0.8 or fn1 / Vr ≦ 0.2, so that the material of the support constituting the stimulable phosphor sheet,
The thickness of the support and the conditions for fixing the stimulable phosphor sheet are set. As a result, it is possible to perform highly accurate and efficient reading processing with a simple configuration in which vibration unevenness is hard to be visually recognized.

[Brief description of drawings]

FIG. 1 is a schematic configuration diagram of a radiation image information recording / reading apparatus according to a first embodiment of the present invention.

FIG. 2 is an exploded perspective view of an internal structure of the radiation image information recording / reading device.

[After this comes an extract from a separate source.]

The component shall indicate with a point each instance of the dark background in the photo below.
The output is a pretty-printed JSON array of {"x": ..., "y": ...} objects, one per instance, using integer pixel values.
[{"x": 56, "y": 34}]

FIG. 3 is an enlarged cross-sectional explanatory view of a main part of a fixed part that constitutes the radiation image information recording / reading device.

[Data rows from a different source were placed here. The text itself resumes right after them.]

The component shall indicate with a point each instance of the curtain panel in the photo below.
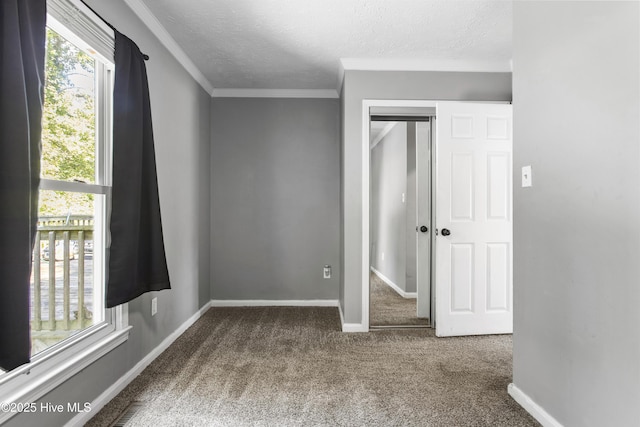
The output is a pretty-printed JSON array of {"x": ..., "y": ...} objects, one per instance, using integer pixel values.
[
  {"x": 137, "y": 261},
  {"x": 22, "y": 55}
]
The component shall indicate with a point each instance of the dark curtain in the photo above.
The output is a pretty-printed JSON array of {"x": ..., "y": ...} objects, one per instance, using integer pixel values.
[
  {"x": 22, "y": 51},
  {"x": 137, "y": 262}
]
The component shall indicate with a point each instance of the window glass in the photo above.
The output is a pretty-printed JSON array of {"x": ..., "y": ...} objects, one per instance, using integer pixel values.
[
  {"x": 68, "y": 123},
  {"x": 67, "y": 280}
]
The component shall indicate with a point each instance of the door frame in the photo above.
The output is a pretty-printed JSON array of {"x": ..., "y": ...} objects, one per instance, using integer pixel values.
[{"x": 366, "y": 159}]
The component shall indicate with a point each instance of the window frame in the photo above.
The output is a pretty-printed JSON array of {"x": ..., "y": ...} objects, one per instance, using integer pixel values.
[{"x": 56, "y": 364}]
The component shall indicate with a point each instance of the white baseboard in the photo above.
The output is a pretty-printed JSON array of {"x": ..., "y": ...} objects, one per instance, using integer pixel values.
[
  {"x": 393, "y": 286},
  {"x": 532, "y": 407},
  {"x": 275, "y": 303},
  {"x": 350, "y": 327},
  {"x": 118, "y": 386}
]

FIG. 4 is an explanatory diagram of an unevenness visual recognition curve.

FIG. 5 is a perspective view for explaining a main part of a fixed part which constitutes a radiation image information recording / reading apparatus according to a second embodiment of the present invention.

FIG. 6 is a cross-sectional explanatory view of main parts of a radiation image information reading device according to a conventional technique.

[Explanation of symbols]

10 ... Radiation image information recording / reading apparatus 12 ... Radiation recording section 14 ... Reading section 16 ... Sub-scanning system 18 ... Erasure light source section 20 ... Radiation source 22 ... Imaging table 26, 80 ...
Fixed parts 30, 82 ... Support bases 30a, 82
a ... Reference planes 32 and 84 ... Leaf spring 36 ... Excitation system 40 ... CCD line sensor 42 ... Scanner head 44 ... Laser diode 50 ... Rotation drive source 68 ... Fluorescent lamp IP ... Accumulable phosphor sheet

─────────────────────────────────────────────────── ─── Continuation of front page (51) Int.Cl. ⁷ Identification code FI theme code (reference) H04N 1/04 H04N 1/04 EF term (reference) 2G083 AA03 BB02 BB04 CC04 CC10 DD11 EE02 EE07 2H013 AC01 AC04 AC05 AC11 5B047 AA17 AB02 BA02 BB02 BC05 BC09 BC11 BC14 BC18 CA07 CB07 5C072 AA01 BA02 BA04 CA06 DA03 DA04 EA05 MB02 NA05 VA01

Claims (2)

[Claims] 1. A stimulable emission light emitted from the stimulable phosphor sheet by irradiating the stimulable phosphor sheet on which radiation image information of an object is stored and recorded in a main direction with the excitation light. An image information reading apparatus that relatively conveys a reading unit for reading the stimulable phosphor sheet and the stimulable phosphor sheet in a sub-direction substantially orthogonal to the main direction, wherein a natural frequency fn1 (of the stimulable phosphor sheet ( Hz)
And the conveyance speed Vr (mm / s) in the sub-direction are fn
The material of the support constituting the stimulable phosphor sheet, the thickness of the support, and the stimulable phosphor sheet so that the relationship of 1 / Vr ≧ 0.8 or fn1 / Vr ≦ 0.2 is satisfied. The image information reading device is characterized in that the fixed condition of is set. 2. The image information reading apparatus according to claim 1, wherein the reading unit includes a light collecting system provided with a CCD.